When examining what a group is doing for defect prevention, I begin with a strategic checklist:

  • Do we have clear roles and responsibilities of our positions? Are we able to map our job title to our role on the team? QA can often question and refine this at the VP/Dir level.
  • Are there opportunities to define ownership for the strategic value of building code, architecting technical infrastructure, production support, new functionality testing, regression testing, defect process management, UAT process management, work ticket management, and work prioritization as mapped to a tactical project plan as mapped to strategic company goals? QA can often question and refine this at the VP, Dir, ProjM, and ProdM level.
  • Do we understand what Test-Driven Development is? Are we doing it? Why? QA can work with the head of App Mgmt to define/refine/implement this. Ultimately development must own and lead this effort. QA can audit it.
  • Do we have a consistent unit test strategy integrated into our build process? Unit testing keep development honest to their own standards. The tests provide the measurement of the standards. Development must innovate and support this.
  • Do we have a deployment checklist for a smoketest based on which QA either accepts or rejects builds from development? Operations, Support, and development must co-author this. QA’s job is to spearhead and inspire the effort and audit the results by ensuring each step is followed –and works – in a staging or pre-production integration environment.
  • Are we using source control and a well-thought-out branching strategy?
  • Do we have test, branch, n+1, and staging environments established that can/will maintain parity with our deployment intensity?
  • Do we have script- and repository-based deployment systems set up that automated code, configuration, data schema, and upgrade rollouts and rollbacks?
  • Do we have strong application development technical leadership?
  • Do we know why we are developing software the way we are and what the critical success factors (CSFs) are to make our software development lifecycle (SDLC) succeed?
  • Have we followed Occam’s Razor to reduce our meetings and deliverables to the minimum required set in order to consistently deliver excellent software?
  • Do we know what portions of the system is and is not covered by tests? Do we understand the nature and depth of these tests? Are we sure the tests that pass are testing the product correctly and effectively?
  • Are QA tests, results, and automation code under revision control?
  • Are automated QA tests and the automation infrastructure code reviewed?

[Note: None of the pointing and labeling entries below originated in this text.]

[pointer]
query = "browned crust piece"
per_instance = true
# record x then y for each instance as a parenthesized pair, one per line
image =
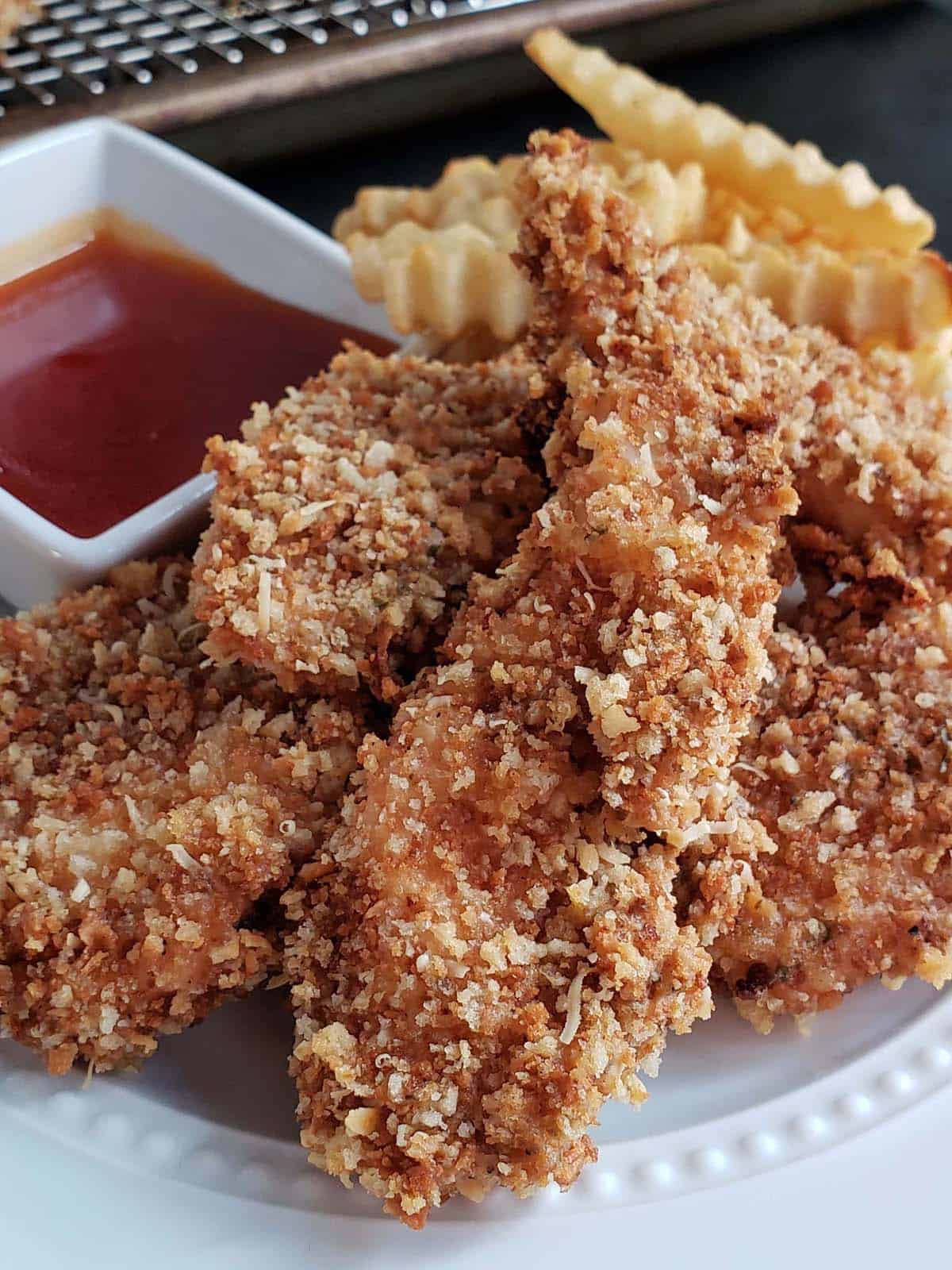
(847, 766)
(482, 959)
(149, 800)
(349, 518)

Executing on this checklist is a delicate balance between getting your day to day work done and working in strategic adjustments that can build on the momentum the team has already built. Building change into an existing process that requires putting the brakes on should be strongly evaluated (often with at least two layers of management) before applying. The same goes for staff position elimination and hiring. Always take steps to motivate and audit your staff’s ability to produce before making hiring or firing changes – I find this evaluative process generally takes at least 2-3 months, especially for a new manager.

QA’s role in defect prevention is one of assertive leadership and mindful audit of current procedures. By applying experience and a checklist-style approach to evaluating and inspiring change, the front-loaded quality rating of software can be vastly optimized so that defects are minimized before the software is built.